Il faut une candeur candide pour croire que la raison puisse ramener ces fous à la raison. Qui sait si la folie ou le délire ne sont les choses du monde les mieux partagées ? Peut-être qu’au juste, ce qui distingue le vrai du faux ou le bien du mal ne tient décidément qu’à un fil du hamac ? Que Le Malade identitaire est l’œuvre dramatique de notre hauteur ou d’un acteur ? Ou peut-être que l’on oublie simplement deux facteurs important, deux facteurs essentiels dans toute cette Histoire. Le facteur H, d’abord : qui décrit les principes fondamentaux de la mise en pâte, contrôle la température et le temps de cuisson pour enquête et commission. Le facteur R, ensuite : facteur de résistance thermique, résistance aux variations de chaleur dans un milieu où la conductivité et l’épaisseur du matériau en font, tantôt un isolant hors-norme, tantôt une passoire thermique.

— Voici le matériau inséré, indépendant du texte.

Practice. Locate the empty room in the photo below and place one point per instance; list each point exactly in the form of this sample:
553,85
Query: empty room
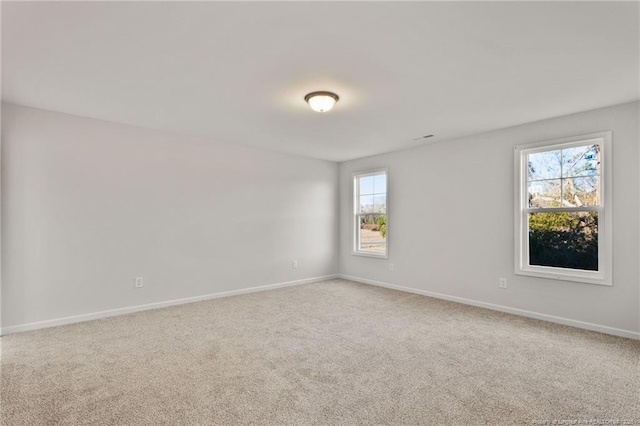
320,213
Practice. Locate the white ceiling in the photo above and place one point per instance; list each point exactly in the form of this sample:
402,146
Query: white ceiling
238,72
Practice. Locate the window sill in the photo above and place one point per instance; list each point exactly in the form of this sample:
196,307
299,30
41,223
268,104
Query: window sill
369,254
553,274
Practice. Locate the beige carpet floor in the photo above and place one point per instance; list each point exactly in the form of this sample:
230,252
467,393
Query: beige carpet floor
329,353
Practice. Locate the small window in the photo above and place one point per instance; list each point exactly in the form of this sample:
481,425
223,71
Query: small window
563,209
370,213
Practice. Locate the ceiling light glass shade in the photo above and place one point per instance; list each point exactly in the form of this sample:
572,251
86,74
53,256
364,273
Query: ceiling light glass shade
321,101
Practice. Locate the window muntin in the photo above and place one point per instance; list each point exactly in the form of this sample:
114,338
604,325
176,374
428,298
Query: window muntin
563,228
370,213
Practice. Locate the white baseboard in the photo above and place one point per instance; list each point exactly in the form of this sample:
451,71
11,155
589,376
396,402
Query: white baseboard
550,318
121,311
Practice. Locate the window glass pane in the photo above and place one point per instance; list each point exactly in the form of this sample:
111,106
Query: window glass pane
581,161
544,193
373,233
380,184
366,204
366,185
544,165
564,240
379,203
583,191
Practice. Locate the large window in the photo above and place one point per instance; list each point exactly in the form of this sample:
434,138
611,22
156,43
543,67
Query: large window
370,213
563,209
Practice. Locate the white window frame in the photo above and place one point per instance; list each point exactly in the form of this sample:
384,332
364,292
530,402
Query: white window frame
605,223
355,196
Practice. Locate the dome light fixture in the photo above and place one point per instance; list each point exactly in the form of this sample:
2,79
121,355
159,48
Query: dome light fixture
321,101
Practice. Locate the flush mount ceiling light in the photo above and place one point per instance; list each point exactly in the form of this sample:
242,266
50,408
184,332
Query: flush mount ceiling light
321,101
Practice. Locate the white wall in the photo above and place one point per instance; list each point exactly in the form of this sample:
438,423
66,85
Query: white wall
88,205
451,209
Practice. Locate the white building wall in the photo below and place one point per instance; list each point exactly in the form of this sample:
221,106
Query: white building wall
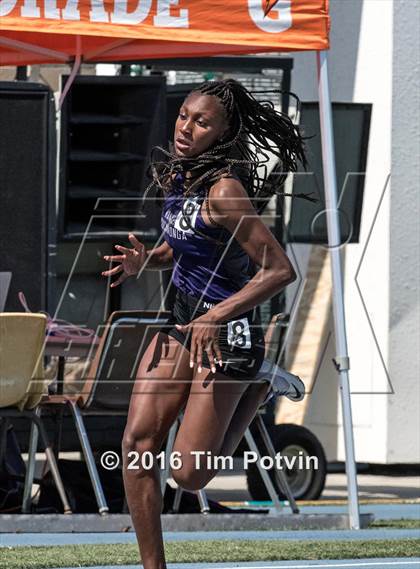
362,68
404,313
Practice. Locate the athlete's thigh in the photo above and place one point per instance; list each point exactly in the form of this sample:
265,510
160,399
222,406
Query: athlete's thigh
211,404
160,390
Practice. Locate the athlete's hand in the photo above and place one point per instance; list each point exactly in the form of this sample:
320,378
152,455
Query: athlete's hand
204,336
131,260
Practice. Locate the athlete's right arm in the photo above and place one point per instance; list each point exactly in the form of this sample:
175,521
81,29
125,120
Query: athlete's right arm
133,260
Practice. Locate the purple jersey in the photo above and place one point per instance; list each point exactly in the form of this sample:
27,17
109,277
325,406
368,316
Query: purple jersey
202,267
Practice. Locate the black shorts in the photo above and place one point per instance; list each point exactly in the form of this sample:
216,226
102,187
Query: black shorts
241,339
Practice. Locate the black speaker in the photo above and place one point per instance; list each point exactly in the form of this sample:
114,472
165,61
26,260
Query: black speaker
27,186
175,96
351,125
108,128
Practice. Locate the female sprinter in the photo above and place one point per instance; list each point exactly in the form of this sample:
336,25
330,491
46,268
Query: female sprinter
204,360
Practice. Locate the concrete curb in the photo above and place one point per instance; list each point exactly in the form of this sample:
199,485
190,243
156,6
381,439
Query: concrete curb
82,523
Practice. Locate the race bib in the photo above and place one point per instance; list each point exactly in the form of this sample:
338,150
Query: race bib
238,333
189,210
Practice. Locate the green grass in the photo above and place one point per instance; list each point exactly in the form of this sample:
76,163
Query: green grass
396,524
205,551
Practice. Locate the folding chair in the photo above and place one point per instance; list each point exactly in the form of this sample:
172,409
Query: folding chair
22,385
109,382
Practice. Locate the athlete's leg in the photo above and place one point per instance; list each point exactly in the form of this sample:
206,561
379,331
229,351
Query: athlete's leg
159,393
243,417
211,405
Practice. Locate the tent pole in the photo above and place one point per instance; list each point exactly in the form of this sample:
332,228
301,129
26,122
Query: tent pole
341,360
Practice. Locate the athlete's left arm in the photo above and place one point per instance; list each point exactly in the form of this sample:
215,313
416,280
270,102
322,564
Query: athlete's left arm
231,207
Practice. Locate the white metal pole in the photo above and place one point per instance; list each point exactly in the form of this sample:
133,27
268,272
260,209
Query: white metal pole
341,360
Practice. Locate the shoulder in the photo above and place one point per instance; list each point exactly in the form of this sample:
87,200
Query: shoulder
229,202
228,187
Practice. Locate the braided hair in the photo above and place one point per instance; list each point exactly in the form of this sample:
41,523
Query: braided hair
256,129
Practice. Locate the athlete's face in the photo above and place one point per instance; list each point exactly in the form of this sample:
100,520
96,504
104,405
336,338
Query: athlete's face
201,122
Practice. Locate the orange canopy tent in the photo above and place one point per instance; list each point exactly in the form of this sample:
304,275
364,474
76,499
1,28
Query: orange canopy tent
54,31
46,31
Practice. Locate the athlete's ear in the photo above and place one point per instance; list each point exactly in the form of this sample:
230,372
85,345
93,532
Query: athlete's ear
225,134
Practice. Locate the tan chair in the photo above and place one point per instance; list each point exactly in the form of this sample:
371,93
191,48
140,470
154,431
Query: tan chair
106,388
22,386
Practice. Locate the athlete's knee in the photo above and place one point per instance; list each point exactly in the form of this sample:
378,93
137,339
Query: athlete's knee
192,476
139,451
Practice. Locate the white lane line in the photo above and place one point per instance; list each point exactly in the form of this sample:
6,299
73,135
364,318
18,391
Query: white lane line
361,564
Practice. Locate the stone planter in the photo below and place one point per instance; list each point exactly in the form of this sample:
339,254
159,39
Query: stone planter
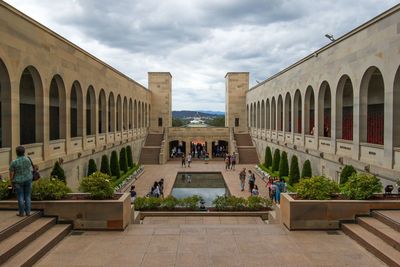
85,214
326,214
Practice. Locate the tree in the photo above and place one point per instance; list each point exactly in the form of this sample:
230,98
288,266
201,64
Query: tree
268,157
306,172
347,171
276,160
129,156
58,172
283,165
114,164
105,166
92,168
294,175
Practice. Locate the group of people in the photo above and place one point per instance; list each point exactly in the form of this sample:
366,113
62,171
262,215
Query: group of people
230,161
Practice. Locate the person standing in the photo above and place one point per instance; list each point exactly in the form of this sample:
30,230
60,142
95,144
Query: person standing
21,176
242,177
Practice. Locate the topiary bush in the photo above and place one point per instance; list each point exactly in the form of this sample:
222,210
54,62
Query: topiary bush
276,160
129,156
283,165
361,186
268,157
97,185
294,174
114,164
347,171
49,189
92,168
316,188
58,172
306,171
123,163
105,166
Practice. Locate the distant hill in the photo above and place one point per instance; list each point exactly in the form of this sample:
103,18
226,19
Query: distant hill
195,113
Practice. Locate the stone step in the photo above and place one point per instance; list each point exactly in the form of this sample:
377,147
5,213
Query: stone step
40,246
11,223
372,243
388,217
382,230
11,245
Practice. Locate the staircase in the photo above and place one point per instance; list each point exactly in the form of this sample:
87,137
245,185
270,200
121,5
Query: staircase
247,151
24,240
151,149
379,234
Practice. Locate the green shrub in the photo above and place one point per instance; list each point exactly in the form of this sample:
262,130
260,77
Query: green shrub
58,172
129,156
283,165
49,189
105,166
361,186
97,185
114,164
347,171
92,168
123,163
276,160
316,187
306,171
4,192
268,157
294,175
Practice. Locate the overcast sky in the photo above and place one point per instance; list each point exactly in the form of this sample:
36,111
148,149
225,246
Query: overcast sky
199,41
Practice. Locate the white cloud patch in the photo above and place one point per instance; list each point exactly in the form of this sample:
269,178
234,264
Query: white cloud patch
199,41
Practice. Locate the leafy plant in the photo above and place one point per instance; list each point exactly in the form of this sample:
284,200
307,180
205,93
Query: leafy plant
114,164
58,172
98,185
361,186
306,171
49,189
276,160
294,175
105,166
268,157
316,187
123,163
283,165
92,168
129,156
347,171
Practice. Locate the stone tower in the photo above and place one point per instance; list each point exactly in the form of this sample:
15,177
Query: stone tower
160,84
236,86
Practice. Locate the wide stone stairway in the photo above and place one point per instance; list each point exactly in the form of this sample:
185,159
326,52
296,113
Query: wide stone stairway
247,151
151,149
379,234
24,240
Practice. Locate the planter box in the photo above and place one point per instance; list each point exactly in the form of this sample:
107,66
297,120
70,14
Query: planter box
326,214
85,214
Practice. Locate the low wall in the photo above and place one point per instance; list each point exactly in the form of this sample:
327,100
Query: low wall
326,214
85,214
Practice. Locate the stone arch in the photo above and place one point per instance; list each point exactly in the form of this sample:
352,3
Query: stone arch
324,110
5,106
288,113
31,102
309,111
90,111
344,108
102,111
372,106
297,114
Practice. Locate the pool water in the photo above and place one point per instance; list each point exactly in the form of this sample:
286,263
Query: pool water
208,185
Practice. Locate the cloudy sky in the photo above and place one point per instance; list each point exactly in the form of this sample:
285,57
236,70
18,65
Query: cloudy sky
199,41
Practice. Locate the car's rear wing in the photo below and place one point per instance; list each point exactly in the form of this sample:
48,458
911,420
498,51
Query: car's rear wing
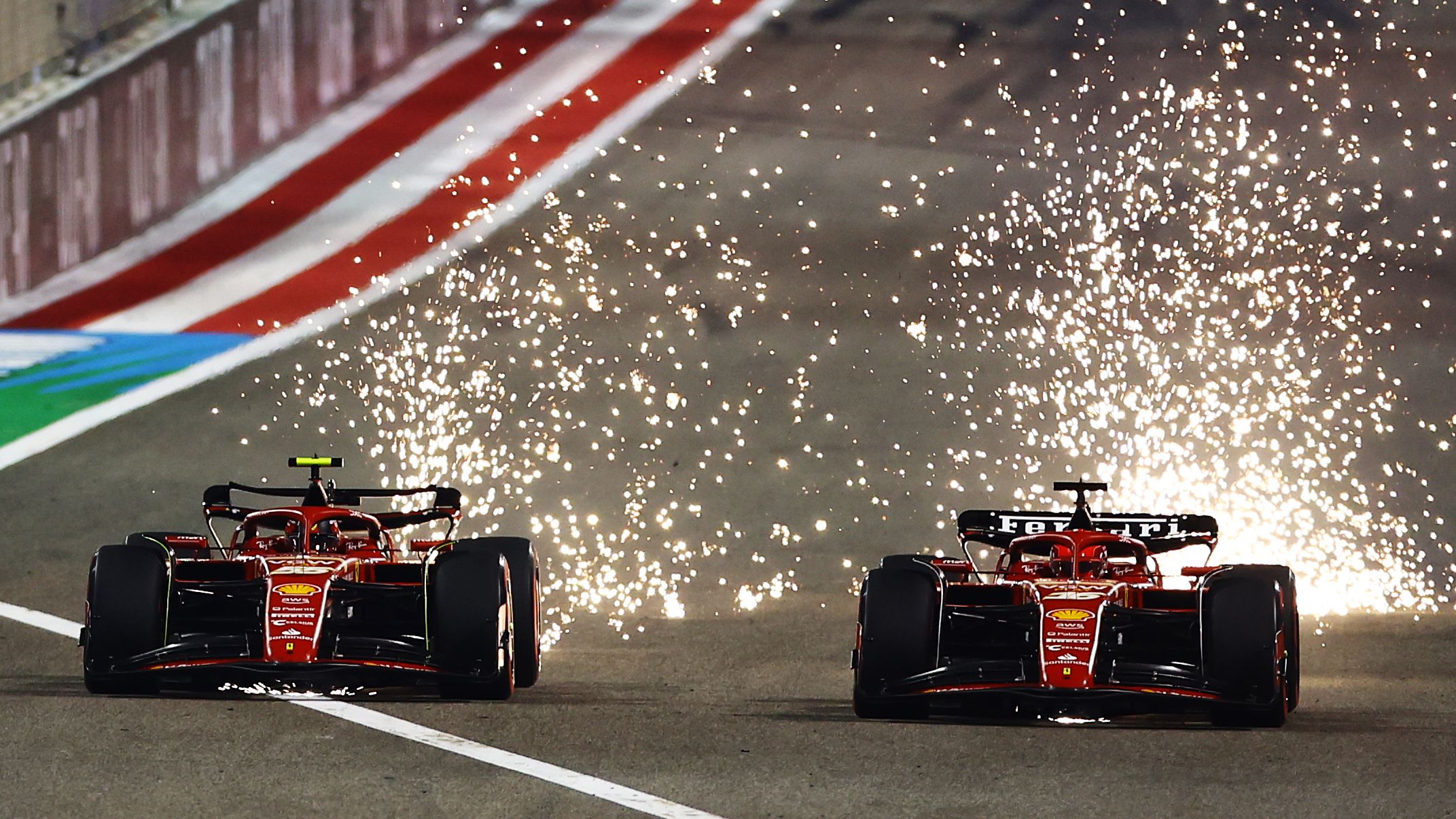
217,502
1159,532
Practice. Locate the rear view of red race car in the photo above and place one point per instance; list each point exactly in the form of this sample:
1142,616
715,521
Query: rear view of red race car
315,593
1076,620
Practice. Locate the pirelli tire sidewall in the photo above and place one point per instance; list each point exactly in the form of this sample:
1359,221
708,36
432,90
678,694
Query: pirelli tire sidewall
126,614
465,614
899,629
526,601
1248,644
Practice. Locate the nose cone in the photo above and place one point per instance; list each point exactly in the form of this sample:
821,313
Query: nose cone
298,592
1069,629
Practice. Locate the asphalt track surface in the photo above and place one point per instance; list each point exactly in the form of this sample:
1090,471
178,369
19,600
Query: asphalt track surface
730,712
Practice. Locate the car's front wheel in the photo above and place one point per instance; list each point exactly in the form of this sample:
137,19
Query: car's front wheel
899,638
1245,648
469,624
126,615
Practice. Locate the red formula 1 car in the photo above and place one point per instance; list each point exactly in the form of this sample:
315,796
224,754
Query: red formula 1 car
315,592
1076,620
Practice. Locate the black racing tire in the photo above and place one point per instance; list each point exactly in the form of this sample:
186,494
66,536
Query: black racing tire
899,638
1244,617
467,598
126,615
526,602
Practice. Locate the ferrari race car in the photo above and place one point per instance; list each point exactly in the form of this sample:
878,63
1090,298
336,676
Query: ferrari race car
1076,620
315,593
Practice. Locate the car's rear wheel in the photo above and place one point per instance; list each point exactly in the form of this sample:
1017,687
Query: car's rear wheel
127,608
1245,649
899,633
469,624
526,602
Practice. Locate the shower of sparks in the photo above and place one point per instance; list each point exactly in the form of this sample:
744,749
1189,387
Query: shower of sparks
1186,289
1186,300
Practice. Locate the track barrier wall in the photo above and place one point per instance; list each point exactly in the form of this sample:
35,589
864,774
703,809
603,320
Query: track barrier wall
155,132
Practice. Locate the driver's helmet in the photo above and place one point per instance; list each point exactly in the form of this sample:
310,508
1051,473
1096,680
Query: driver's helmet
325,537
290,541
1091,563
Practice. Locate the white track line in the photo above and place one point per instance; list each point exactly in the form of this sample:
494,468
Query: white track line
41,620
404,729
555,774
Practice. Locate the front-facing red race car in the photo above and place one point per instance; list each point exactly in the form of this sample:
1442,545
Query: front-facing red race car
317,593
1076,620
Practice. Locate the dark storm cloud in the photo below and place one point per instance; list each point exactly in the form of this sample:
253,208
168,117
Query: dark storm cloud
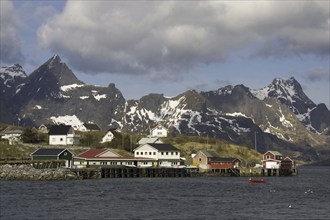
318,74
10,48
164,39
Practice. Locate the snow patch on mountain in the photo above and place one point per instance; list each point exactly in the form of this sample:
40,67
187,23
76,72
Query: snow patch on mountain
72,120
37,107
237,114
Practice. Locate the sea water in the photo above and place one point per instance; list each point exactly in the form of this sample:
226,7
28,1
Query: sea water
306,196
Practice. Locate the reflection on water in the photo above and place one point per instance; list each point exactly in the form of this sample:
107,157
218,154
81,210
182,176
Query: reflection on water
306,196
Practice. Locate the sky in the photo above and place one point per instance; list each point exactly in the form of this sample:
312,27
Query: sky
170,47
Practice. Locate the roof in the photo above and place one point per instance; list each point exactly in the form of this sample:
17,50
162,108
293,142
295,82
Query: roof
92,153
164,147
223,159
92,127
48,151
209,153
96,154
274,152
59,130
14,132
149,140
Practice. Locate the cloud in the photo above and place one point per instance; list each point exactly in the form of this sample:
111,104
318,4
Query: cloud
318,74
164,39
10,49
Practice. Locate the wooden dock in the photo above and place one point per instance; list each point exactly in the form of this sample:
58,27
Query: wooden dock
38,164
147,172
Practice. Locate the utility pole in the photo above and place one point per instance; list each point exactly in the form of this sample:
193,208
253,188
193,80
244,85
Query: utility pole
255,141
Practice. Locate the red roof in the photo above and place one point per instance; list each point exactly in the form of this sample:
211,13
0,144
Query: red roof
93,154
222,166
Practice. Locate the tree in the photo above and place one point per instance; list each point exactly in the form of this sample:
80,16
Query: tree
30,136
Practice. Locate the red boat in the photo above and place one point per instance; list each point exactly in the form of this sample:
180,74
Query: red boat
257,180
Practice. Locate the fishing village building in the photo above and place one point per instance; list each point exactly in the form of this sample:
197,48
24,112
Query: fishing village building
107,157
62,135
209,161
164,154
53,157
273,164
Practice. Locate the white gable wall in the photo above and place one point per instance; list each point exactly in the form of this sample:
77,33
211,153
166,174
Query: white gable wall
60,140
108,137
109,154
158,131
150,152
146,151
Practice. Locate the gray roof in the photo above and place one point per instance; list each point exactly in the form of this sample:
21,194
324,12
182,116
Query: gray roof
149,140
164,147
48,152
14,132
223,159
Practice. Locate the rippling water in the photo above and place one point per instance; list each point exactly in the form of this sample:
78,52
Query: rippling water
306,196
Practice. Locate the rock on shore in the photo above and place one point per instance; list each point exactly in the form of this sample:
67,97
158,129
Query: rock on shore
27,172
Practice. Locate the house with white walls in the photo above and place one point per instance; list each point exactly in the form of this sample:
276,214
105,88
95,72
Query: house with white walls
109,158
158,131
62,135
165,155
108,137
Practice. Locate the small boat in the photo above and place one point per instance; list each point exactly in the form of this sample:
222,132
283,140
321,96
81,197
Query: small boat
257,180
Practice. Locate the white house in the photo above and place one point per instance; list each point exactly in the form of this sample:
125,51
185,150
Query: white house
13,136
165,154
90,127
158,131
149,140
109,158
108,137
44,128
62,135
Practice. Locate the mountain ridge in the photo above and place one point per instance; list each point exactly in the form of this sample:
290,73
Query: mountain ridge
53,94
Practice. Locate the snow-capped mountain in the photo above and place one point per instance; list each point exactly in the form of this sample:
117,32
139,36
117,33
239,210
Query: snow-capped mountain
11,77
277,113
289,92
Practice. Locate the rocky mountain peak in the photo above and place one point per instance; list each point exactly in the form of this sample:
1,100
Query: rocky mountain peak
57,71
12,71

Autrement dit, deux créateurs capables de prendre ou de faire prendre la forme d’une île, séparer les composants d’un mélange souillé, altéré, vicié, corrompu, pour en faire quelque chose d’autre.
Peut-être que connaissant si bien la chanson, on en oublie que c’est chez nous ici, et que l’enfer demeure dans l’ici et maintenant ? Dans le réel comme un hamac, balancé entre les donneurs d’ordres et de leçons, les visionnaires et les experts, l’intelligentsia aux envolements sucrés, les mandataires d’une république gavée de sang impur, et les paroles sauvages de réseaux sociaux ou asociaux. Peut-être que la peur d’une montée au tambour, commune montée au ciel ou descente en enfer, est peur de se voir mis à nu, se regarder dans un miroir, faire l’expérience de la justice ou du placard ? En tout état de cause et plus encore d’effet, un procès (une tentative) de décomposition organique de l’ordre établi dérangera naturellement le bloc conservateur, mangeant gras et épais, toujours solide quant il s’agit de freiner la dégradation du privilège et son produit. En toute manière, ce jeu à somme nulle étant au cœur de la logique reproductrice, certains rapports de force dans le monde en travail, donc le monde réel, certaines relations conflictuelles, engendrent une discontinuité nouvelle tombant dans l’inconnu. Un inconnu ouvert par un discontinu. Rupture offrant une autre chance, horizon différent, voire une autre façon de tomber ou de changer en continu. Brèche dans une maison ou dans une île. Énième trouée. Pour entamer l’ensemble des profiteurs et leurs alliés, la colonialité tapie dans chaque tête, chaque esprit insulaire, prête à ronger le commerce équitable, à manger liberté, égalité, fraternité, à payer le prix fort pour déclarer unilatéralement la valeur des meubles ; rien qui ne soit négociable, n’est-ce pas ?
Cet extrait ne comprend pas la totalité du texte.